A few weeks later, as the Snowflakes are finishing, it’s the turn of the “Paperwhites” to cover both open ground and the damp loamy soil under tree canopies. Narcissus tazzeta. Tiny these, a cluster, an umbel, on a single stem. A wonderful fragrance. A scent that I can smell even now, six months after the last one left us. Here so many that I felt no guilt in taking a small bunch, six or eight stems, to scent the house.

Alongside and amongst the Paperwhites, Arum Lillies are in flower. Spectacular, bold white flowers, home to ladybugs, black with white dots, one to each flower. A tiny orange footed frog makes a home inside the flower. I’ve yet to find one. These arums are harvested (illegally) at night as a micro enterprise to be sold from plastic buckets at the traffic lights on Paradise Road.

People, probably the gardeners who once lived here, lined the rough central path with Camellia bushes that must now be well over sixty years old, maybe even decades older than that. These too are in white flower (two or three bushes are blush or rose pink – but that merely accents my story).   

Three weeks more and wild garlic flowers (the white ones – not the mauve) appear in spots of marshy ground. These are Tulbaghia fragrans “Alba” named after Ryk Tulbagh, a governor of the Cape Colony who sent plants from the Cape to Carl Linnaeus for him to classify. My children would bruise their leaves to release the garlic scent and rural Zulu people plant them around their beehive huts to discourage snakes. In the open, the ground is covered with Harlequin flowers - six pointed stars. But these Harlequins belie their name. They are pure white save for a golden centre. Opportunistic plants. They waste no energy in growing stems any longer than is necessary to make their flowers known to pollinators. Where the wild grasses are short, the stems are just ten centimetres tall and where the grasses grow longer or more dense the Harlequins can grow to sixty centimetres.

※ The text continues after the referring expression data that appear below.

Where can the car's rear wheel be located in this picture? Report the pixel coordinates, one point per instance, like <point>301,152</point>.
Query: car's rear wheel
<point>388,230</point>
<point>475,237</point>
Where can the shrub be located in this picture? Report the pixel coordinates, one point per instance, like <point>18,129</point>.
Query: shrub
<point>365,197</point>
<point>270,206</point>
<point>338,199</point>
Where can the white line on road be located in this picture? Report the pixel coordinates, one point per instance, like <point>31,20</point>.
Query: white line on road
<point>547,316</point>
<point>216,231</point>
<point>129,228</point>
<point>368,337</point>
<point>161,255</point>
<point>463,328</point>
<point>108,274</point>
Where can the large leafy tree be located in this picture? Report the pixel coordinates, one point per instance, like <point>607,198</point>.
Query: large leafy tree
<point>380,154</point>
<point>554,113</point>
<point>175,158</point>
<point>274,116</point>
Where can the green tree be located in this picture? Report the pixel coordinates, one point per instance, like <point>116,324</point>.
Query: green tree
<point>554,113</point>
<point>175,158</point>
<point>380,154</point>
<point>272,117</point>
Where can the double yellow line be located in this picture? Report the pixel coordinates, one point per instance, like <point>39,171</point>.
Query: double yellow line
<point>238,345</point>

‘I hated living in Bonteheuwel. We had to walk up three floors of open stairs and in winter the rains soaked me to the skin. In springtime the winds tried to knock me off and the blown sand hurt my face. The place was noisy, always shouting, loud arguments. Streets packed with people, lounging, talking, drinking, smoking. The big boys called me vulgar names and tried to drag me behind the sheds.’   

Sunday birdsong at the end of September, the spring equinox has come and gone, the order of morning prayer at the stone church is completed and the full moon has forgotten its own order and time: hanging low, a smudge over Castle Rock – the castellated buttress between Nursery Ravine and Skeleton Gorge. Clustered around the bases of the larger trees, in deeper shade, are the Dietes iridioides, the beautiful Forest Lily - a white iris flower with a yolk coloured stripe on just two of its petals – pollen guides.

‘After we moved out to Mitchell’s Plain life was better. We had a proper house. Still a row house, two up, two down. There I was a school teacher before we moved back to the City, to Retreat. I loved teaching.’ 

By mid-October the grasses will be tall, the rains a memory and early summer heat will have finished off the last of the whites. But their legacy will live on, cool underground, as corms, bulbs, tubers and fleshy white rhizomes. Dormant, hibernating all through the hot summer and the cold wet winter until the ground warms a degree or two, a harbinger of the next spring, and with it they return.

‘Over the last years I have been contacted by the people organising the return to Kirstenbosch. I am on the list. I have seen the plans, they look lovely. But it’s too late for me. I’m too old, I shan’t move again except in a shroud of pure white cloth, my Kafan. Nadia’s son, my nephew, he is very keen, he wants to move there, he’s on the committee for the new houses.’